Given an image and a free-form, open-ended, natural language question about the image, the task is to provide an accurate natural language answer, as shown in Fig. 1.2. This task contains feature extraction of physical characteristics and abstract conceptions, such as color or number of the targets and the mental state of a target person. The artificial intelligence requires a vast set of abilities to answer the questions, including fine-grained recognition, object detection, activity recognition, knowledge base reasoning, and commonsense reasoning.
Fig. 1.2 Example of free-form, open-ended questions [1]
In the real case, the robot can get a sequence of images by exploring the environment instead of only one. The research topic had been extended to Embodied Question Answering (EQA) [2], [3]. An answering agent is spawned at a random location in an environment and asked a question related to the environment. The agent can perform primary navigation, such as moving forward and backward, turning left and right, also it perceives information of the surroundings through first-person vision. The goal of the agent is to navigate the environment and gather essential clues to answer the question. In such a task, the system must be proficient in active perception, common sense reasoning, language grounding, and credit assignment.
As the EQA task only considers the mobility, the agent is only able to answer the questions passively. Interactive Question Answering (IQA) [4] deals with the question answering task that requires the agent to interact with a dynamic environment. With the interaction abilities, the agent can explore the map more thoroughly. In addition to the key challenges posed by VQA, an IQA system must be skilled in navigation, manipulation, and execution of a series of actions. As the service robots possess the manipulation and navigation ability, we are more interested in IQA tasks than EQA tasks and the original
VQA tasks. To implement question answering ability on the real robot, we enhance the IQA solving system and transplant it to our robot system.
1.3 Problem Statement
Question answering tasks are the fundamental basis for a service robot to complete various tasks. Firstly, the robot gets instructions from the user using natural language.

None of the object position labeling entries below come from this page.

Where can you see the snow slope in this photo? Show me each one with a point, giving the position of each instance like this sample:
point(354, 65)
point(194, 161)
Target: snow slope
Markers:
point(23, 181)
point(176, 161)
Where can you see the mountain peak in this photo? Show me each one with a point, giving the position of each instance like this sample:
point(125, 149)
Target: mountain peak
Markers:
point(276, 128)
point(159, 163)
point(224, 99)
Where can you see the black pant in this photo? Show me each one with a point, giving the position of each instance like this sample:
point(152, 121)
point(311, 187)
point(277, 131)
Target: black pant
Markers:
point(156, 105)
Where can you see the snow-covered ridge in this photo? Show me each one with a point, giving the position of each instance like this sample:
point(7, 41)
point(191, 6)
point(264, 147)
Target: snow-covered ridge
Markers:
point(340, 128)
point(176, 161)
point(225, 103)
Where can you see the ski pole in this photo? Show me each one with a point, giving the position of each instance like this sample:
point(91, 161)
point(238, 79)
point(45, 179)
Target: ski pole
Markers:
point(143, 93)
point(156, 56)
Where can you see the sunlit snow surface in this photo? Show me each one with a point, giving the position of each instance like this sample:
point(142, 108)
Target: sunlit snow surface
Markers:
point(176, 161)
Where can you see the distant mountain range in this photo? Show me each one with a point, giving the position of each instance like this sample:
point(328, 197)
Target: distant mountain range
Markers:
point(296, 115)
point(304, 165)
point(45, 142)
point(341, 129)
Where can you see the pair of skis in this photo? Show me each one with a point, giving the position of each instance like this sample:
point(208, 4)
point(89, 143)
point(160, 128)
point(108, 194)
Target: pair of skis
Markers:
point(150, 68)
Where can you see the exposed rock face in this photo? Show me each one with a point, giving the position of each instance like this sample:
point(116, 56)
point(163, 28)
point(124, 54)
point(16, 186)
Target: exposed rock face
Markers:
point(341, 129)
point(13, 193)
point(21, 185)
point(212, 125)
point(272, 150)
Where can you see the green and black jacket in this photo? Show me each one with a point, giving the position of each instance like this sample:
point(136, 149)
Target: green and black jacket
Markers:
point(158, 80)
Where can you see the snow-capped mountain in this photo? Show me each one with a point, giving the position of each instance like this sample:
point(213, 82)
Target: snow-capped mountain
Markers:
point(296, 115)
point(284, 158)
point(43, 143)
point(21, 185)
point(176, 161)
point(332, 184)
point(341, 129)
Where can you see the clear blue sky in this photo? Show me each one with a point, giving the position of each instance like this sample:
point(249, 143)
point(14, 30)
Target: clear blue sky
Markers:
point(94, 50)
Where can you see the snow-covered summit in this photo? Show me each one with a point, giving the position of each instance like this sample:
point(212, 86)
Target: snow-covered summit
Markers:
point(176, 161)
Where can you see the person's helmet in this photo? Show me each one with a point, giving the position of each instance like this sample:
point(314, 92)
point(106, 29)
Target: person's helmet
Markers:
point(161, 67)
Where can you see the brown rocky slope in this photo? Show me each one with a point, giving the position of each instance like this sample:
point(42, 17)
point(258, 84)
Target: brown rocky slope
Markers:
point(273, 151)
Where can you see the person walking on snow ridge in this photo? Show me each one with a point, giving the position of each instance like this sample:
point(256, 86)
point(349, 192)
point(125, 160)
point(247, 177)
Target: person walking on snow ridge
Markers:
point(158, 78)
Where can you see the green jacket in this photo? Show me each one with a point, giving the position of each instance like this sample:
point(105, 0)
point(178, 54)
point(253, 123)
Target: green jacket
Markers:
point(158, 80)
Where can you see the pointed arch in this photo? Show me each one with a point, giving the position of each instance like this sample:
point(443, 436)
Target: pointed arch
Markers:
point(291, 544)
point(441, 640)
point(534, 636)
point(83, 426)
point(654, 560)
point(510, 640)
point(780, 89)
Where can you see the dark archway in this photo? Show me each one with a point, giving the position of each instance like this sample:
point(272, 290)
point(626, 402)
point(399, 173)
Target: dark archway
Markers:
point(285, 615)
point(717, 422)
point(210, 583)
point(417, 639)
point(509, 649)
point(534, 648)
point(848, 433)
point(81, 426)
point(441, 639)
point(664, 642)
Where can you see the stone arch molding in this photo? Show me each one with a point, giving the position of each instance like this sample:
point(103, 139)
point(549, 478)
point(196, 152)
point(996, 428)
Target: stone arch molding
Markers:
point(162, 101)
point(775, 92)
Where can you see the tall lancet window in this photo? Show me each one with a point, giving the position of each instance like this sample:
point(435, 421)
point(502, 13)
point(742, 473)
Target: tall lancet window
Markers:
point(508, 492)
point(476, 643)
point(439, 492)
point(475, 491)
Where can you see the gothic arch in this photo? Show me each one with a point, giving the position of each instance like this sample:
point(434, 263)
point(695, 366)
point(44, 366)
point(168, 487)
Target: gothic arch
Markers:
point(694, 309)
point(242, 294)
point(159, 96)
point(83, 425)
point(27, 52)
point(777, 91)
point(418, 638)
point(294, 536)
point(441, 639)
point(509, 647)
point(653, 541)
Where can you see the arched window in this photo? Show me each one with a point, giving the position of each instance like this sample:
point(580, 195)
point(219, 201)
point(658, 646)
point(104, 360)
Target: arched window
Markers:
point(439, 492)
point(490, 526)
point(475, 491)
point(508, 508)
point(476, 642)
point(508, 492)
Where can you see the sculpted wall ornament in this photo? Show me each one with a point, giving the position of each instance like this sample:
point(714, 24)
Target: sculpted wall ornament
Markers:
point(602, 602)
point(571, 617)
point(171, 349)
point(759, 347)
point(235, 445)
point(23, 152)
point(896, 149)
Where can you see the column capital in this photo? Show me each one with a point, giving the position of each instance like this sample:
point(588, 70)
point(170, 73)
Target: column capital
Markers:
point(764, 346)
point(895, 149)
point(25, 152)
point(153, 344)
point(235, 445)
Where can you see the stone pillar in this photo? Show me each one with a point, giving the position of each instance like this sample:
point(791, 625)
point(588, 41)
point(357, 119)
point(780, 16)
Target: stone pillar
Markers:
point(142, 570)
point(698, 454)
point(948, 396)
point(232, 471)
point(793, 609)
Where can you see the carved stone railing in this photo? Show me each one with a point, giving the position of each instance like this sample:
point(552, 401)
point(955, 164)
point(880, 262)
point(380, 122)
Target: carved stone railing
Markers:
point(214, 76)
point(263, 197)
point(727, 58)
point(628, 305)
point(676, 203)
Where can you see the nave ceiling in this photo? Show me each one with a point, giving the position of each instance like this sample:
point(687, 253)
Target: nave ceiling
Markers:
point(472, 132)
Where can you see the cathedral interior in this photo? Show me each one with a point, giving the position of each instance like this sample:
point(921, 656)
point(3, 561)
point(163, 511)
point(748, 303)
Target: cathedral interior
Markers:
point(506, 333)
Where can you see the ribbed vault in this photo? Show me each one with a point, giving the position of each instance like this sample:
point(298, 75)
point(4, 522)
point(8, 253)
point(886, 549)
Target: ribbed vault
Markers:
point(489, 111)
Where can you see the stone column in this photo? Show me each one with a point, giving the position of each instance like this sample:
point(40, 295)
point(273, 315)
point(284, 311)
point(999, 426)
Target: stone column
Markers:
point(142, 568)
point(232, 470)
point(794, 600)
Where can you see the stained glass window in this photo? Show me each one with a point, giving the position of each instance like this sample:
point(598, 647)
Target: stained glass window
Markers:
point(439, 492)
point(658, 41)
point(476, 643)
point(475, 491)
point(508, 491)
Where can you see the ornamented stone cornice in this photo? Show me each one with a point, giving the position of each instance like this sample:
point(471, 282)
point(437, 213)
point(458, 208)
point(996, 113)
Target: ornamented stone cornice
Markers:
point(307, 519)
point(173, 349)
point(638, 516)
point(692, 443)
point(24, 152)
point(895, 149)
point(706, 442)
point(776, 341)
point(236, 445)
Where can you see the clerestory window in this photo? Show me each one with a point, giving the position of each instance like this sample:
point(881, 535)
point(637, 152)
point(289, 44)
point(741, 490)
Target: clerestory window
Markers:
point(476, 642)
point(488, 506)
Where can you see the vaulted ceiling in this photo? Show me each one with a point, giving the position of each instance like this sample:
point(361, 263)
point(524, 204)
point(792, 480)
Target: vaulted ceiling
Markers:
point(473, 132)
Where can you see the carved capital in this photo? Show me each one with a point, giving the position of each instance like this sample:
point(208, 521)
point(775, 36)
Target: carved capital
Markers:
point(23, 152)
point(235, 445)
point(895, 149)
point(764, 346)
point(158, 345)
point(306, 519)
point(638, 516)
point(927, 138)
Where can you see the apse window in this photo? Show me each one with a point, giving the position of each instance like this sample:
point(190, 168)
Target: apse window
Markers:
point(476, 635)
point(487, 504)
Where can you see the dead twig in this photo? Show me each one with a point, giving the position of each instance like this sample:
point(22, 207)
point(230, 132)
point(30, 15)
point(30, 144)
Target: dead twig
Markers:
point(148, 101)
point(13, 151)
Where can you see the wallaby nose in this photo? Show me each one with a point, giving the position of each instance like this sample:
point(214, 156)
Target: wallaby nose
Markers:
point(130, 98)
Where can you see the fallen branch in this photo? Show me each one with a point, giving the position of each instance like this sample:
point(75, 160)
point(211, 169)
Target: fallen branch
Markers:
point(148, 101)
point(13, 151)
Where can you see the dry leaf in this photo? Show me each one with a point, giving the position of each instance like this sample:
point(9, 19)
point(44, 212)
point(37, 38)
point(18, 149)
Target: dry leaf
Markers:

Without any manual and translation, the user can command the robot instinctively and conveniently. Next, it explores the environment to collect enough information to complete the tasks, including the position of the essential tools and required target objects. At last, it executes a series of actions to complete the task, such as a household robot cleaning the floor using a mop and a medical robot delivers medicine using a tray. We investigate three basic types of question which is related to environment recognition in the early stage of this research topic, including existence questions (Is there an apple in the kitchen?), counting questions (How many apples are in the kitchen?), and spatial relationship questions (Is there an apple in the fridge?).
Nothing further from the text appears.